MobileRead Forums - View Single Post

ahi · 08-31-2009, 01:39 PM

Quote:

Originally Posted by HarryT

Undoubtedly - it would probably be 10x faster if it were written in C++. However, I don't know about you, but for me Calibre is "fast enough". If it takes 2 minutes to convert a book from Mobi to ePub for me I'm not really that bothered.

Actually Python can be remarkably fast. Certain sorts of arguably heavy processing of a 100 MB text file take less than 30 seconds on my machine... which now and then makes me wonder whether certain parts of Calibre are violating some basic Python best practices.

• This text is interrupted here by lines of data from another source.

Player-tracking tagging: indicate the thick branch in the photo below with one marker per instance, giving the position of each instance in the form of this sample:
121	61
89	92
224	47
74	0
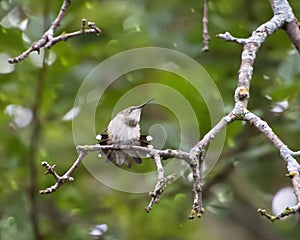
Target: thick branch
161	184
85	149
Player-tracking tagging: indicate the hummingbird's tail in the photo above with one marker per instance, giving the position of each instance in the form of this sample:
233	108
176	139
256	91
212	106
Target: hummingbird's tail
119	157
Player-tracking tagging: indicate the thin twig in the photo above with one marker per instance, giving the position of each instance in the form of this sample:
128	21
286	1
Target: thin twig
48	40
60	180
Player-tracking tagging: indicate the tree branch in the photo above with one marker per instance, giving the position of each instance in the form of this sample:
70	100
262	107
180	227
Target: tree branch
161	184
283	18
48	39
205	34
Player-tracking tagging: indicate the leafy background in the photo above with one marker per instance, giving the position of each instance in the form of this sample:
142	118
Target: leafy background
248	174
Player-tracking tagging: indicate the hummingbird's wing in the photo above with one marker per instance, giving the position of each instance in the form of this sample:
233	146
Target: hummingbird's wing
119	157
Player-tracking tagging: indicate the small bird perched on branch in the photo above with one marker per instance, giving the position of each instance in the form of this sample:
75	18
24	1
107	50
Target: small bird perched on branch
124	129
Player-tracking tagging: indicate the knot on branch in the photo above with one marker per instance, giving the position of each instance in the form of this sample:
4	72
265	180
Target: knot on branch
241	94
285	213
159	189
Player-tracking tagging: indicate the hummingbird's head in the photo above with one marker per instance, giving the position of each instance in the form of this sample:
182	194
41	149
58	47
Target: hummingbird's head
132	115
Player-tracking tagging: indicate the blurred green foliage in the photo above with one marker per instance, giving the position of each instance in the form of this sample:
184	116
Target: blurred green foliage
253	170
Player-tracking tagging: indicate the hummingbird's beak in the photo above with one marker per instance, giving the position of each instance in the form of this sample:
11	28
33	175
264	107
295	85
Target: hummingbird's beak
144	104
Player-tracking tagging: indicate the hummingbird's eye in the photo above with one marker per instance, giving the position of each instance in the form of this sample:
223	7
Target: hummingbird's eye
132	122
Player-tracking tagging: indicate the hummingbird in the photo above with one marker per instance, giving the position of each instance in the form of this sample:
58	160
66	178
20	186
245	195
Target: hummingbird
124	129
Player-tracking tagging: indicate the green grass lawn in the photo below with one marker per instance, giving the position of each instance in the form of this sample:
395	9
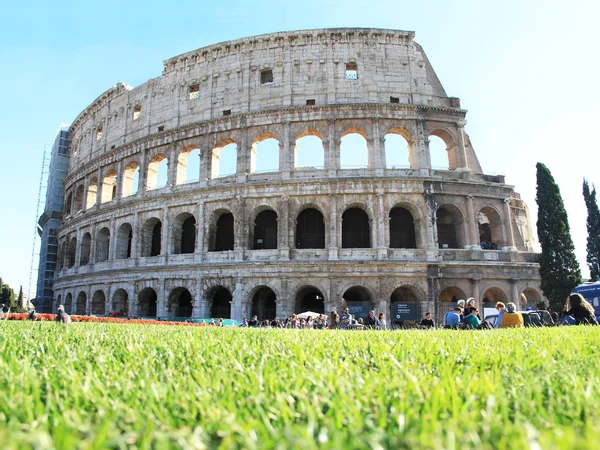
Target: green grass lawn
137	386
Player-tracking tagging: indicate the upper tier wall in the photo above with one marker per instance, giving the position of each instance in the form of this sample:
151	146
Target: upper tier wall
305	65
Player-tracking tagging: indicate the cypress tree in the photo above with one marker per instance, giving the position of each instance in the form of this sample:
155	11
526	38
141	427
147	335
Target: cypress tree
559	269
593	226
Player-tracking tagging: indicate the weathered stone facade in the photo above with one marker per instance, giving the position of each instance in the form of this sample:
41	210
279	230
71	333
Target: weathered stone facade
275	243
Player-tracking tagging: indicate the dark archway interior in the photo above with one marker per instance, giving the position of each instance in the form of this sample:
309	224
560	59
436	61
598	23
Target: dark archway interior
221	304
224	238
402	229
264	304
310	299
310	229
265	230
355	229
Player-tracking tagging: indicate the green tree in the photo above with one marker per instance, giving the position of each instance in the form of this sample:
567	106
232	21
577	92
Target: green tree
593	226
559	269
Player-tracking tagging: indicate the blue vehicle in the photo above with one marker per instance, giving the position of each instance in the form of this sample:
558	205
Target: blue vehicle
591	292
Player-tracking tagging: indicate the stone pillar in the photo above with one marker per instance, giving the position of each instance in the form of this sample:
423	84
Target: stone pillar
333	228
472	235
508	230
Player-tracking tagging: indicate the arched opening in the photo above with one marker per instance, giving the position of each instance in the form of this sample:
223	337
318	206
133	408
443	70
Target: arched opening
158	169
147	303
354	151
86	246
222	233
309	298
68	202
221	303
131	179
152	237
78	205
180	303
448	298
124	239
358	300
264	304
356	232
188	165
109	187
309	151
68	303
92	194
402	229
449	223
102	244
404	306
98	304
490	229
120	302
184	234
398	153
80	304
310	229
264	154
72	250
265	230
224	159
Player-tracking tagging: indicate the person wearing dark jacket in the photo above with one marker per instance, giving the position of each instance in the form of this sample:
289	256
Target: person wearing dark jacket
581	310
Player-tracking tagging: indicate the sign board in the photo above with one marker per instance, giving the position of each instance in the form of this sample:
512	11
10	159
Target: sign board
404	311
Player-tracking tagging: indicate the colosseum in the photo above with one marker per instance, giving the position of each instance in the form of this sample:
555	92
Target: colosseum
287	172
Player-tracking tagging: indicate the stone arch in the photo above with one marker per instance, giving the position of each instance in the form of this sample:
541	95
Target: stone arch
188	165
221	231
131	179
356	227
309	298
398	147
220	300
124	240
489	222
264	153
109	186
450	227
180	303
309	149
86	247
264	303
152	237
264	234
354	148
99	303
147	303
184	233
157	174
228	150
102	244
81	304
92	193
120	301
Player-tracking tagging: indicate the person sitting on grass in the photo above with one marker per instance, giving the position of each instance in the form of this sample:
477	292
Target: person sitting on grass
581	310
511	318
501	308
471	320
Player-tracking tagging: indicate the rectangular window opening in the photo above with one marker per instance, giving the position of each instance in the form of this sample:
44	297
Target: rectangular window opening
194	91
351	71
266	77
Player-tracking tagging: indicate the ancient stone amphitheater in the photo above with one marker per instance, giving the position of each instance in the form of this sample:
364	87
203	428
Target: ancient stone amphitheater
351	213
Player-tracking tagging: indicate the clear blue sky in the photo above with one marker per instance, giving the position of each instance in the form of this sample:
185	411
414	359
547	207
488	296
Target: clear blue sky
527	71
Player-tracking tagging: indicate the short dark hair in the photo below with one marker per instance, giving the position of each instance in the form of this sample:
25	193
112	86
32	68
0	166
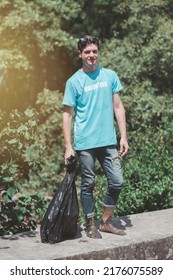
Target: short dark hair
86	40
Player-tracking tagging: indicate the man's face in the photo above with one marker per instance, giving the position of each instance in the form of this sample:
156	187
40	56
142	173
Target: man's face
89	55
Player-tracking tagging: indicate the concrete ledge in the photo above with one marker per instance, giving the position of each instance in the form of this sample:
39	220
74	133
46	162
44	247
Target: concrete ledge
149	236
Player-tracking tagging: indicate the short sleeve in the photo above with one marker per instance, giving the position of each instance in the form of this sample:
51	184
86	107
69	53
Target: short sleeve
116	85
69	95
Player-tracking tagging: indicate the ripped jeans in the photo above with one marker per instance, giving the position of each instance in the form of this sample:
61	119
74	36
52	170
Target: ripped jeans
111	165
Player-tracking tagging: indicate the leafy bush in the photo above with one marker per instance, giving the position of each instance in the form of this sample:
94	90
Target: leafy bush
17	135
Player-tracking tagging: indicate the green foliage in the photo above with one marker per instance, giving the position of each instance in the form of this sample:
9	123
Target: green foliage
17	212
49	142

The most obvious one which in the past turned python programs of mine that should have processed under two minutes to take literally hours is the "do not build strings directly" or "do not build strings one character at a time" part.

Code:

output = ''
for tmpChar in longtext:
     outChar = tmpChar
     # some conditional processing of outChar here
     output += outChar

gets incredibly slow incredibly fast as the size of the longtext string grows. A string of size 2X takes far longer than twice the amount of time to process than a string of size X.

Code:

outputList = []
output = ''
for tmpChar in longtext:
     outChar = tmpChar
     # some conditional processing of outChar here
     outputList.append(outChar)
output = ''.join(outputList)

however is consistently fast, longer strings only taking reasonably longer to process.

Admittedly, I doubt this is news to Kovid... but I imagine there are more than one such pitfalls in Python where the obvious way is suboptimal for processing-heavy code. Might something as such act as a bottle-neck in some of your conversion scripts, Kovid?

- Ahi